Looking Back

Looking Back – March 23, 2011

WINNERS: A.J. Foyt and the Holman & Moody Ford team pose for photographers after winning the July 1965 NASCAR stock-car race at Daytona Int’l Speedway. (Chris Economaki Photo)

50 Years Ago – March 22, 1961

In a fitting climax to an action-packed season, Len Duncan edged Jim Lacy by inches Saturday night to win the 100-lap TQ midget feature at the National Guard Armory in Teaneck, N.J. Even though he had to settle for second-place money in the century grind, Lacy’s effort was enough to capture the American Three-Quarter Midget Racing Ass’n’s indoor championship.

25 Years Ago – March 16, 1986

Driving a former Cale Yarborough Monte Carlo wrenched by an all-female pit crew, Bill Venturini scored his first career superspeedway victory Saturday in the Dixie 300 ARCA Permatex Supercar Series race at Atlanta Int’l Raceway. Venturini took the lead for the final time with 14 laps remaining in the 198-lap race and beat David Sosebee to the checkered flag by one second.

Countdown To 100 – 2000 – Juan Pablo Montoya

Juan Pablo Montoya made it look easy — too easy in fact — as the defending CART series champion blew away the Indy Racing Northern Lights Series competition to win the 84th Indianapolis 500.

Montoya, who led 167 of the 200 laps, won by 7.189 seconds over 1996 winner Buddy Lazier. The Colombian became the first rookie to win the Indianapolis 500 since Graham Hill in 1966.

He also gave CART bragging rights as the first CART driver to win at Indy since the CART-IRL split in 1996.

“He’s the greatest race driver in the world and now he is the most famous,” said Montoya’s team owner, Chip Ganassi.

Newsmaker – Jim Hall

Even though it failed to finish three of the four SCCA Canadian-American Challenge Cup events in which it competed, Jim Hall’s innovative Chaparral 2J sports car was among the top news stories of the 1970 season.

Resembling a box-like vacuum cleaner, the radical racer included a 45-horsepower snowmobile engine that drove two 17-inch fans.
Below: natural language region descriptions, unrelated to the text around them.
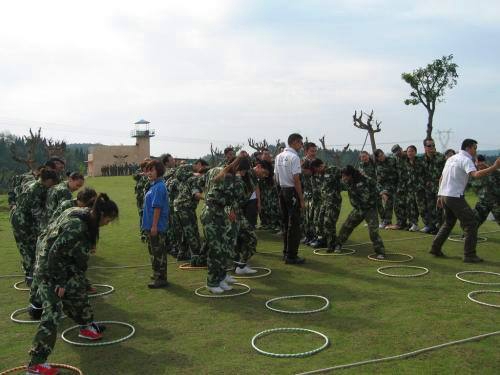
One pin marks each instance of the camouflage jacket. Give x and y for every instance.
(55, 196)
(386, 175)
(433, 168)
(64, 248)
(363, 195)
(331, 186)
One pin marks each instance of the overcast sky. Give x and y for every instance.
(222, 71)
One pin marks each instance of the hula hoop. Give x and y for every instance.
(109, 291)
(458, 238)
(57, 365)
(197, 292)
(298, 311)
(318, 252)
(101, 343)
(267, 273)
(391, 261)
(189, 267)
(426, 271)
(289, 355)
(471, 294)
(459, 274)
(16, 286)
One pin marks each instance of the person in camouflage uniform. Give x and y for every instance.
(28, 217)
(62, 192)
(433, 166)
(488, 194)
(191, 180)
(217, 217)
(331, 202)
(386, 183)
(60, 271)
(363, 196)
(415, 193)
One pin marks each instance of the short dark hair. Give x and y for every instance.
(158, 166)
(468, 143)
(294, 137)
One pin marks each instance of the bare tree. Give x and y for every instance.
(368, 126)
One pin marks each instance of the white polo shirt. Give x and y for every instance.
(455, 175)
(286, 165)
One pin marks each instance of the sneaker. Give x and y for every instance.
(90, 333)
(42, 369)
(225, 286)
(229, 279)
(413, 228)
(215, 289)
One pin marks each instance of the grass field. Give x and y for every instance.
(370, 315)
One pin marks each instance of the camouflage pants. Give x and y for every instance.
(246, 242)
(220, 241)
(157, 247)
(354, 219)
(415, 205)
(484, 207)
(26, 238)
(330, 214)
(385, 208)
(75, 305)
(190, 245)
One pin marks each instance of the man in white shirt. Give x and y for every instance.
(452, 185)
(287, 172)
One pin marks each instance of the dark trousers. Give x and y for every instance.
(290, 211)
(453, 209)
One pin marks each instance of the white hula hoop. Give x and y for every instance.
(318, 252)
(371, 257)
(459, 277)
(197, 292)
(425, 272)
(100, 343)
(17, 287)
(289, 355)
(458, 238)
(110, 290)
(471, 297)
(327, 303)
(267, 273)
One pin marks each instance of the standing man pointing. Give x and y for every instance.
(287, 171)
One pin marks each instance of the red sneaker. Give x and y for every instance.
(42, 369)
(90, 333)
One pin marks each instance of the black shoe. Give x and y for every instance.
(156, 284)
(295, 260)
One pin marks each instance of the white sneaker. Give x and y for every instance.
(225, 286)
(244, 271)
(215, 289)
(229, 279)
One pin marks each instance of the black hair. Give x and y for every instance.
(87, 196)
(294, 137)
(468, 143)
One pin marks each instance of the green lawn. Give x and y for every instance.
(370, 315)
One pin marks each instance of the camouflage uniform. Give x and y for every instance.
(415, 193)
(433, 167)
(331, 203)
(62, 263)
(386, 183)
(489, 198)
(363, 197)
(219, 199)
(26, 220)
(185, 211)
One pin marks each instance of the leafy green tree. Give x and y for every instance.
(429, 85)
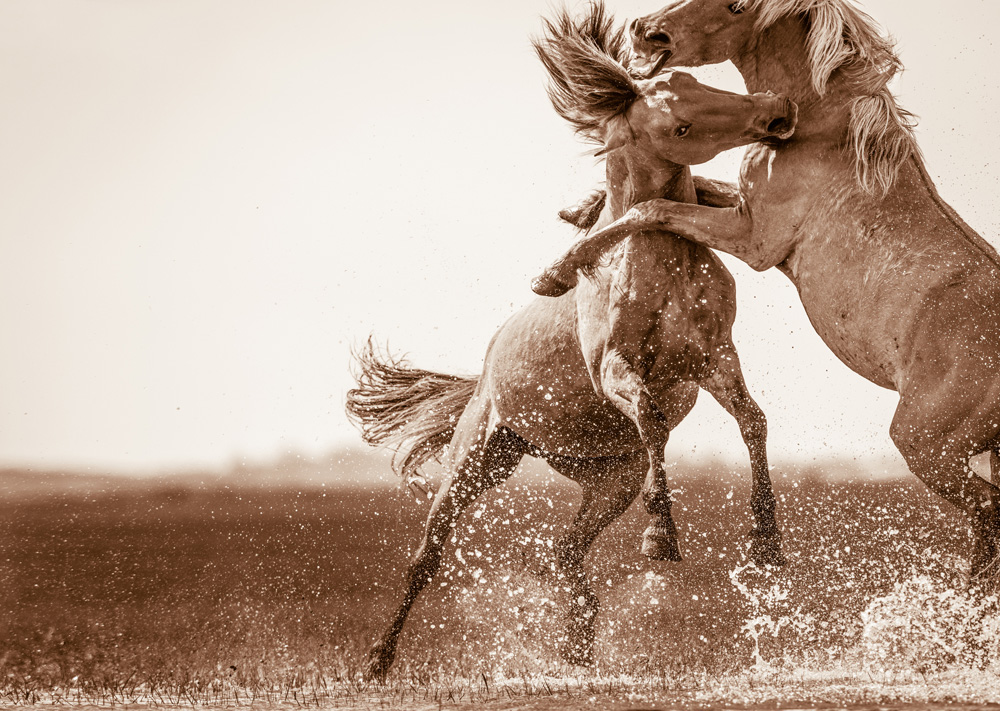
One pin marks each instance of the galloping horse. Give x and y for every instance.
(896, 284)
(557, 376)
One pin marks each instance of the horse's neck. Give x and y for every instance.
(778, 61)
(633, 178)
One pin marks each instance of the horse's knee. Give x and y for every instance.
(425, 563)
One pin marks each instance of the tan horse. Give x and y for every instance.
(896, 284)
(559, 375)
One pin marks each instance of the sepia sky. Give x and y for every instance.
(207, 203)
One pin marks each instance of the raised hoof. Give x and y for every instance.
(659, 543)
(766, 550)
(380, 658)
(548, 284)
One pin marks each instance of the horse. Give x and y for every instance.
(903, 291)
(561, 379)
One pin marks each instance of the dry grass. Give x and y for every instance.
(222, 597)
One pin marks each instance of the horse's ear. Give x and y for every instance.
(617, 133)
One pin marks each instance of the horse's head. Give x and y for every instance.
(690, 33)
(671, 117)
(676, 118)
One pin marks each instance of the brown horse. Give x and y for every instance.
(594, 381)
(896, 284)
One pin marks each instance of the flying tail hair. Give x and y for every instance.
(410, 410)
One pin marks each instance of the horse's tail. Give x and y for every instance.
(410, 410)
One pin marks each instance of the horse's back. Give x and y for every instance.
(540, 385)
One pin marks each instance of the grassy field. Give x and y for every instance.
(218, 592)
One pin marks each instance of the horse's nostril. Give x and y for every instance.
(777, 126)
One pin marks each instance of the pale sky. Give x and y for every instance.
(207, 203)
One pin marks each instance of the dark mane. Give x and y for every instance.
(586, 60)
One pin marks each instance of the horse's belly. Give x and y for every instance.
(854, 332)
(542, 390)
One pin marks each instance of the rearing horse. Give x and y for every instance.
(557, 381)
(897, 285)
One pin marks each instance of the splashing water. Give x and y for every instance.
(771, 608)
(926, 625)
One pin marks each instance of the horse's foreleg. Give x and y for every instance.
(625, 388)
(936, 442)
(610, 485)
(728, 387)
(483, 468)
(727, 229)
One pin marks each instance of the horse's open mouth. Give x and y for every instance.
(649, 67)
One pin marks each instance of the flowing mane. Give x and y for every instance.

The fans generated downforce by sucking air from under the car while articulated plastic skirts, located around the car’s bottom perimeter, maintained the vacuum. The skirts scraped the track surface, moving up and down with the car’s suspension.

But a ruling in December by the sporting arm of the Federation Internationale de l’Automobile outlawed the Chaparral 2J in its original configuration.

Chris’s Column – April 14, 1971

“The national drag racing scene is beginning to get complicated. For years NHRA was the dominant force (not that it still isn’t), then AHRA arrived on the scene. Late last year IHRA blossomed and is off to a good start. Now comes the news the United Hot Rod Ass’n has been formed with New York’s National Speedway as its home base. Intent is to promote — rather than sanction — drag events on a nationwide basis.”